Abraham Joshua Heschel’s response to Wiesenthal’s account presents another example to consider, where every criteria is met, but there is still something wrong (The Sunflower, pp. 170-171). The Rabbi of Brisk, on a train homeward, is rudely treated by a traveling salesman who does not recognize him. When they arrive in Brisk and the salesman realizes whom he has offended, he begs forgiveness repeatedly, tries to make good, and yet the rabbi firmly rejects him. He finally asks the Rabbi’s son to intervene, and the Rabbi explains to his son that the salesman had not known who he was, so he had offended a common man. It is to THAT person he should apologize. Remember Maimonides? Come back several times, and be willing to grant forgiveness. The salesman was doing everything right except for the big picture – it was not his offense against the rabbi’s prestige that was the failure, but rather his lack of basic decency to any ordinary person.
What makes The Sunflower narrative even more poignant is what Simon Wiesenthal did with his life after the Holocaust. Within a few weeks of liberation, he began the work of the rest of his life: to bring fugitive Nazis to justice for what they had done. As he puts it in The Sunflower (p. 83): “Years of suffering had inflicted deep wounds on my faith that justice existed in the world.. . . I thought the work…might help me regain my faith in humanity and in the things which mankind needs in life besides the material.” Wiesenthal grappled with forgiveness, yet he also he insisted on bringing justice to the world. For justice, honesty, loyalty to the truth are basic to human existence, especially if we believe that human beings alone have the knowledge and ability to bring them about.
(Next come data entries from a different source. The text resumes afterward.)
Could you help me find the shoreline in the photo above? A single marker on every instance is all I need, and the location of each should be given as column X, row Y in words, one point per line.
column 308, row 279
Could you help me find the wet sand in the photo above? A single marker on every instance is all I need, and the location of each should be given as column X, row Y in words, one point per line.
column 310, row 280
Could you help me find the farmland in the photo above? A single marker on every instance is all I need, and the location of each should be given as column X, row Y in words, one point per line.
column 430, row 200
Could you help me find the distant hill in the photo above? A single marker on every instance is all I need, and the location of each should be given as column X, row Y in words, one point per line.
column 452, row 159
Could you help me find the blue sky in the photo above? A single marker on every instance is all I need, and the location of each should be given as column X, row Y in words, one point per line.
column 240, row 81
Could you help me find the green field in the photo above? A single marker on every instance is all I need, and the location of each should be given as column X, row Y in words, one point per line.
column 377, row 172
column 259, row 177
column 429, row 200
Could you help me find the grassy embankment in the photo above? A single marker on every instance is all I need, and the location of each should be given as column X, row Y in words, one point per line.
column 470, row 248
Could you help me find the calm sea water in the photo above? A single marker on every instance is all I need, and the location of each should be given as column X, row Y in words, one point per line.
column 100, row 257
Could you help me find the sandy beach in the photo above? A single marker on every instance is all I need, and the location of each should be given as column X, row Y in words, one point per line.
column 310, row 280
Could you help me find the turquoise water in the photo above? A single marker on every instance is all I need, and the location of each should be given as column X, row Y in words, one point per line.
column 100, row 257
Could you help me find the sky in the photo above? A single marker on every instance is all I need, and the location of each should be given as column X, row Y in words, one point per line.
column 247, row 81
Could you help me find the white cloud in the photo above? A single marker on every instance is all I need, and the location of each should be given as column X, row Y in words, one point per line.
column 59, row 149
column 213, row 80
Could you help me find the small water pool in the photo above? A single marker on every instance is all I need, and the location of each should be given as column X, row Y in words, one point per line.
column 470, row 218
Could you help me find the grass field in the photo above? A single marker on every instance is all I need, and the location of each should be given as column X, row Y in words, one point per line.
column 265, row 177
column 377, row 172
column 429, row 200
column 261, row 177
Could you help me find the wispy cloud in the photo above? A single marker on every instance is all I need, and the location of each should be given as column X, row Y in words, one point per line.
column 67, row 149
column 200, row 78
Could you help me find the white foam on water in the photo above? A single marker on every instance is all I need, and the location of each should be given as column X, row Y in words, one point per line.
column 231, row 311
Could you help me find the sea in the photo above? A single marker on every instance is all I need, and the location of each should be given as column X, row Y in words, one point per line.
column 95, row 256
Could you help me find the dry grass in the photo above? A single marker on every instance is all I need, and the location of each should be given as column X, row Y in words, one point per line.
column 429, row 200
I humbly offer this model for when to say “I forgive” and how to seek forgiveness: be direct, own it, make good, show growth. There are no guarantees, of course, like all of these simplest things to say. But if it works to bring a bit more shalom, peace into the world, then why not? All of these simple things to say, from “I hear you” leading to “I’ll help,” or “It’s my responsibility” opening up the possibility of “I forgive,” what they have in common is their potential to build bridges across the gulfs that divide us – misunderstanding, distrust, anger, isolation. The give and take of dialogue becomes the give and take of companionship and community. Even Simon Wiesenthal, in his solitary encounter with a representative of everything he has every right to hate with every fiber of his being, even then he sat, and he listened, he showed compassion, he grappled with the humanity of the other person. And afterwards, he needed to share his story with his fellow prisoners, and ultimately the world, to ask “what would you have done.” One of his comrades offered this interpretation: “a superman has asked a subhuman to do something which is superhuman. If you had forgiven him, you would never have forgiven yourself all of your life.” (The Sunflower, p. 66) If forgiveness would be superhuman, then it cannot be expected or demanded. But if forgiveness can be the bridge to a shared humanity and teshuva opens the possibility of a return to community, then we should be willing to take that first step. As I encourage you to do as we begin this new year.